South Africa’s president, who enjoys official backing from the ruling party despite a scandal, seemed determined to remain in office at the African National Congress (ANC) party’s conference, which is supposed to choose its president who will also be the country’s next president.
Cyril Ramaphosa, 70, has a good chance of winning a second term. He is the most likely candidate to remain at the head of the African National Congress, which has chosen the presidents of South Africa since the introduction of democracy in the country 28 years ago.
He succeeded in passing the message clearly in a long speech he delivered on Friday at the opening of the conference, in which he talked about the challenges that must be faced, as well as the successes achieved by his first term, stressing the importance of continuity.
But he admitted that his countrymen “expect us to have the courage and honesty to admit our defects and to correct them.”
Thirty years after the end of apartheid, the country suffers from high unemployment and crime rates, growing poverty and inequality, and record blackouts as the energy crisis worsens.
About 4,500 ANC representatives from the country’s nine provinces are supposed to take part in a convention center in a suburb of Johannesburg, in a crucial vote in preparation for the 2024 general elections.
The conference, which is supposed to last five days, has been delayed so far. “The vote will take place today, unless otherwise happens,” party spokesman Amos Fago told AFP on Saturday morning.
The only competitor to Ramaphosa is the former Minister of Health, Zweli Mkhize (66 years), who is ahead of the current president by a wide margin.
– no alternative –
Ramaphosa faces this crucial juncture for his political future after surviving impeachment proceedings.
The head of state, who is also a wealthy businessman, is accused of attempting to conceal the theft of bundles of dollars in 2020 that were hidden under sofa cushions in his luxurious farm in Fala Fala (northeast). An investigation is underway in the case, but no charges have been filed against him yet.

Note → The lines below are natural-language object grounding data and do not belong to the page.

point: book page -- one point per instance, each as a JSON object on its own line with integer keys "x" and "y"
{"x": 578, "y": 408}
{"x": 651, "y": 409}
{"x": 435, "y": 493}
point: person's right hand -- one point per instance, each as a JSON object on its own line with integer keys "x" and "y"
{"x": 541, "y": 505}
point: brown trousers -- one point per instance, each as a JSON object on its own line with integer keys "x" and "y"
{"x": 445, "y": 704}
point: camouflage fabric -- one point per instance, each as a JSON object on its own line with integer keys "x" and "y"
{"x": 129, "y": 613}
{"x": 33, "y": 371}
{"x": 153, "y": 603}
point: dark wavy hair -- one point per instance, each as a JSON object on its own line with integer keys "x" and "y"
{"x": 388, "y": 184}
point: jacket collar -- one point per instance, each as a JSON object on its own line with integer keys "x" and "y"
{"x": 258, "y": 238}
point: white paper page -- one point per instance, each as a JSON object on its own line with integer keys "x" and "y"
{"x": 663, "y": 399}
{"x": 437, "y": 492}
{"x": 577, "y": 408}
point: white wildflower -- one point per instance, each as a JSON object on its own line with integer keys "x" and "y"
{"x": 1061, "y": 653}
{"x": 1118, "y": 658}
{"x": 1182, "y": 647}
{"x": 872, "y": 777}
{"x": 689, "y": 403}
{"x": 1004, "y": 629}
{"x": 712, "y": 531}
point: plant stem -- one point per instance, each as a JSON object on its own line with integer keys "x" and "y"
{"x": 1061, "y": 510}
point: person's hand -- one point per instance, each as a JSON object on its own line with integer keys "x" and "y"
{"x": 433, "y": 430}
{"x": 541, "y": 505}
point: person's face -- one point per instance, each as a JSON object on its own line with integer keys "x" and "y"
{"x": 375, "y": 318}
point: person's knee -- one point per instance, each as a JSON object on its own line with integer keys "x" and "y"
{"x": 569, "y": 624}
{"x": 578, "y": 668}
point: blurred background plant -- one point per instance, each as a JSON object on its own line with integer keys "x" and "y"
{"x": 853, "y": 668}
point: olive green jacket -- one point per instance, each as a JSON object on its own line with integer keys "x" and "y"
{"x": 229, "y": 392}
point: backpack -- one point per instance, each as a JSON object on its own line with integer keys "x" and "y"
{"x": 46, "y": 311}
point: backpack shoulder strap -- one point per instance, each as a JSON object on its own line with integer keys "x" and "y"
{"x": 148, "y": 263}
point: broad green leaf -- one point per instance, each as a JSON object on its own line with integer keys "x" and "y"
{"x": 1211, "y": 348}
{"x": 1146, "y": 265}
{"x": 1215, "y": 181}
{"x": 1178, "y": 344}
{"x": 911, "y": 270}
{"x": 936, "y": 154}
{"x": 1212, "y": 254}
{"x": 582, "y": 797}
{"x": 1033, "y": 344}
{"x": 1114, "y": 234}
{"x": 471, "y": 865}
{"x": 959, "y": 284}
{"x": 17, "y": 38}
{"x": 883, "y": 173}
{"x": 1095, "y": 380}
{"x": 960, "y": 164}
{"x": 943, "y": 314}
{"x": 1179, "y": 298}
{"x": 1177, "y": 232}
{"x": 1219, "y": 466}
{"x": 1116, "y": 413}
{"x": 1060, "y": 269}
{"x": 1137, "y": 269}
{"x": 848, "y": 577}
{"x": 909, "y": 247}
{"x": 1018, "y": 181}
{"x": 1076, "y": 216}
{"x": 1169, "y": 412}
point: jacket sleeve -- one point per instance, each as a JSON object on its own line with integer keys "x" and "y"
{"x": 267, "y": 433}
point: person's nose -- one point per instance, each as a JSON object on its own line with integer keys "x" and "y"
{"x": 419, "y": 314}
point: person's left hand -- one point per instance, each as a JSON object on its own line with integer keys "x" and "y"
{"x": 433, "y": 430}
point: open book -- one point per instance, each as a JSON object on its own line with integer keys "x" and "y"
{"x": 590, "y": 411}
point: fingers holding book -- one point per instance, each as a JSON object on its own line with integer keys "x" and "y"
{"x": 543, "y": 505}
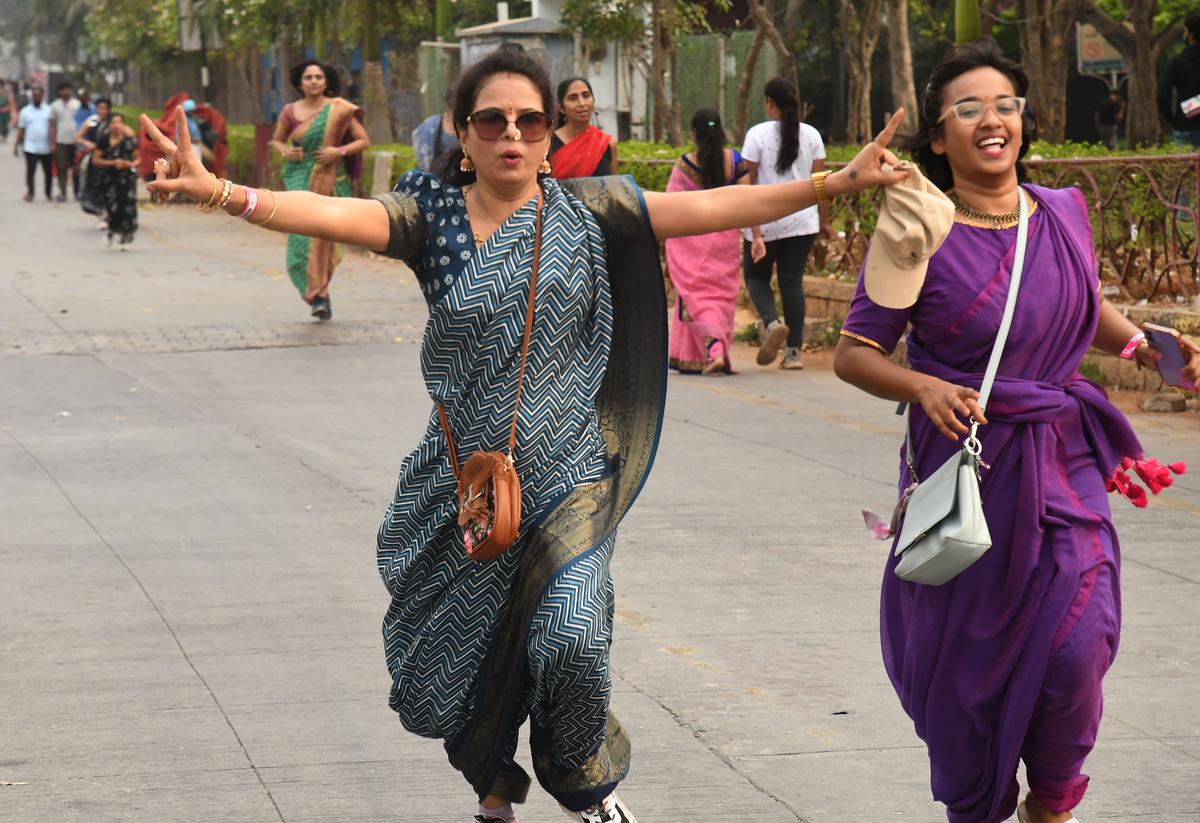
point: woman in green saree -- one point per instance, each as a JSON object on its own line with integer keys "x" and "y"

The African National Congress, which constitutes a majority in parliament, thwarted a threat of his forced departure after calling on its deputies to “follow the line” of the party and reject the measure.
The party, which has been in decline in elections for ten years without having an acceptable alternative, boosted Cyril Ramaphosa’s chances of retaining power.
Despite the scandal, Ramaphosa remains popular. For the party, whose approval rating fell below 50 percent for the first time in last year’s local elections, it represents its best gain for 2024.
Dozens of delegates, most of them supporters of former President Jacob Zuma (2009-2018), chanted slogans calling for change during his speech as they banged on their tables. “Let us demonstrate discipline and political conscience,” Ramaphosa said, addressing them.
Cameras later captured Ramaphosa laughing and shaking hands with his predecessor and political opponent Zuma.
But even the president’s fiercest critics admit: “Ramapuza will win, we know it,” said Thami Chamani, 30, a KwaZulu-Natal provincial delegate. He added, “But because of the scandal, Vala Vala, he must withdraw,” stressing that he will vote, albeit symbolically, for the president’s rival.